I have Enduring Power of Attorney for my mother and was able to set TPA banking with her bank, Barclays. Initially, my mother was still using her cheque book and the PoA was not registered with the Court of Protection. However, I was able to get a TPA debit card and set up on-line and mobile banking facilities. Eventually, my mother’s condition deteriorated and it was necessary to register the EPA with the Court. I informed Barclays and they acknowledged that my mother would no longer be able to manage her account. At this point things started to go wrong. First, my debit card expired and no automatic replacement was issued. I was then asked to go into a branch to have my identity and signature verified (fair enough). I then found that I could no longer log on to on-line banking. After frequent phone calls to help desks and visits to the local branch, I am still unable to log on to on-line banking. Neither I nor the branch know what the problem is and however much they apologise, I am left with the impression that Power of Attorney banking is not well understood right across the organisation and that the various teams that deal with problems do not communicate well with each other. I was beginning to think I should switch banks, but having looked at the correspondence above, I see that Barclays is one of the better banks in this area! That’s not saying much, though!

Guest

Alan, I sympathise – I had similar problems with my wife’s account with Santander – cancelled debit card and online access denied. For me Barclays got it right, and set up a new TPA account with cheque book, debit card and online access. I think it helped that we had a separate account with Barclays. Mind you, online access is via a ‘Switch Customer’ option from the existing account.

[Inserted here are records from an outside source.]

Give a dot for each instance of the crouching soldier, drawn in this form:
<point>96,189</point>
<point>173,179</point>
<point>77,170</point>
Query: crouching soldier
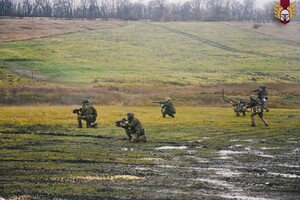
<point>240,106</point>
<point>167,108</point>
<point>257,109</point>
<point>87,113</point>
<point>134,129</point>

Re banks procedures re PoA (and Court of Protection matters) I would point a finger at BBA who issue “guidance notes” and don’t do much (it appears) to see if any notice is taken. The first Guidance Note came out in 2007, and a reminder in 2010, and another reminder in 2013 but there is little evidence that much has changed. Bearing in mind the level of discussion in the media re mental illness, it makes you wonder have much practical common sense is used by bank staff, and those who write operating procedures. They’ve been taught to say “is there anything else I can help you with?” so why not some education about mental capacity problems?

Guest

I have a Lasting Power of Attorney for my brother’s affairs following him having a mental breakdown and being diagnosed as bi-polar. Nearly everybody has been fine, even the DWP. The only problem I have encountered is with Nat West Cards who refuse to accept it and instead want me to apply to be added to his account, involving credit checks etc. The irony is I only contacted them as they are pursuing him for a credit card debt. All his other creditors are fine, even the Inland Revenue.

Guest

I hold a sole court registered enduring power of attorney, but my mothers bank still allowed a third party to be given access to her statements. Unbelievable. The case is now with the ombudsman.